La música árabe utiliza una escala de veinticuatro tonos para construir sus melodías. El diccionario Alemán, Wharig, cuenta con 260 mil palabras. Sin embargo, nosotros en el hemisferio oeste, hacemos música con sólo 12 notas y según el diccionario de la Real Academia Española, contamos con sólo 93,111 palabras en español para expresar lo que sentimos. A veces me pregunto cómo no se han acabado las canciones. ¿Cómo se siguen creando nuevas melodías y nuevas historias? Me gusta creer en la siguiente fórmula: la creatividad + doce notas + 93,111 palabras = posibilidades infinitas.
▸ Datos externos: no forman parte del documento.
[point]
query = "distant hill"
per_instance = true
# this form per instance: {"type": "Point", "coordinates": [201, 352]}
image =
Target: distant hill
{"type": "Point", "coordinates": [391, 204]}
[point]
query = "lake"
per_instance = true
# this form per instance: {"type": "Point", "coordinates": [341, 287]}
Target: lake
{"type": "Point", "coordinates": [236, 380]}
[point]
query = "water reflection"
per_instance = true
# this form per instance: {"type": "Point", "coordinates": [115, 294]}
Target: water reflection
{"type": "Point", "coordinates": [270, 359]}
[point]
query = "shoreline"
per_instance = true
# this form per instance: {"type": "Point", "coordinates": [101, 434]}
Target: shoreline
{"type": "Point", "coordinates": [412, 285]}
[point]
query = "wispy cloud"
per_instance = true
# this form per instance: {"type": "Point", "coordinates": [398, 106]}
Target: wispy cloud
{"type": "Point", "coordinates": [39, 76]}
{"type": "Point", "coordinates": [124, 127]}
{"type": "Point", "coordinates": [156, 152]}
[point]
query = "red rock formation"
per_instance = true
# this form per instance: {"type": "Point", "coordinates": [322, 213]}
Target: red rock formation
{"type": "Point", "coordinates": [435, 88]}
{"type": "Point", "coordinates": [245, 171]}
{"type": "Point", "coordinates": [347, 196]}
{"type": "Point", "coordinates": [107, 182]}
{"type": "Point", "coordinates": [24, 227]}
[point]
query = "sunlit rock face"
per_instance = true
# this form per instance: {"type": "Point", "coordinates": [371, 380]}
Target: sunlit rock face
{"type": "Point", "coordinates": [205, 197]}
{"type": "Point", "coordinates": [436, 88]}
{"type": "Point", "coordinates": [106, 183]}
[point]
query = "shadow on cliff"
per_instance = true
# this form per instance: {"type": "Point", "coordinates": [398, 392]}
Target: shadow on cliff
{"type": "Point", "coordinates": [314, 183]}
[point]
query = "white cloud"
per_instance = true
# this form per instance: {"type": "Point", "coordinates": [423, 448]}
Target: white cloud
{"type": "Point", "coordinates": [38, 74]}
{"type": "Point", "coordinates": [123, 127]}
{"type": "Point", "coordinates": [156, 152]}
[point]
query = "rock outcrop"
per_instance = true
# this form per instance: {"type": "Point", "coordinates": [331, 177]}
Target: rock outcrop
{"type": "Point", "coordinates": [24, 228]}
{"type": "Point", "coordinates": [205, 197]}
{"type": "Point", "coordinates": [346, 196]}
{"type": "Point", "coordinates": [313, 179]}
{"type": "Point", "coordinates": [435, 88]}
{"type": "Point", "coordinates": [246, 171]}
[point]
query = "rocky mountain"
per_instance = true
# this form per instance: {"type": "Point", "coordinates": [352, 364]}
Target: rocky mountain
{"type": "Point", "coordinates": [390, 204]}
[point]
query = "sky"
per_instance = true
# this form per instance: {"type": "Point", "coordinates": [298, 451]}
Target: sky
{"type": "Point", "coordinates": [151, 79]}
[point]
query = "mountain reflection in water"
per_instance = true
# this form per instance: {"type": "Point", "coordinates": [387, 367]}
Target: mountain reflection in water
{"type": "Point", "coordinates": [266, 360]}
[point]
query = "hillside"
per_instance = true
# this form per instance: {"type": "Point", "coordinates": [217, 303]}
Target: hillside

Hacer canciones es como armar un rompecabezas; tienes muchas piezas a la mano, pero para hacer algo hermoso, tienes que elegir la nota correcta, con la sílaba correcta, que encaje con la pieza anterior y con la que le sigue. A eso añádele una temática original, una manera genial de decir las cosas, un sentimiento sincero y un ritmo pegajoso. ¡Liso, tienes una canción! Ojalá fuese tan fácil hacerlo como decirlo.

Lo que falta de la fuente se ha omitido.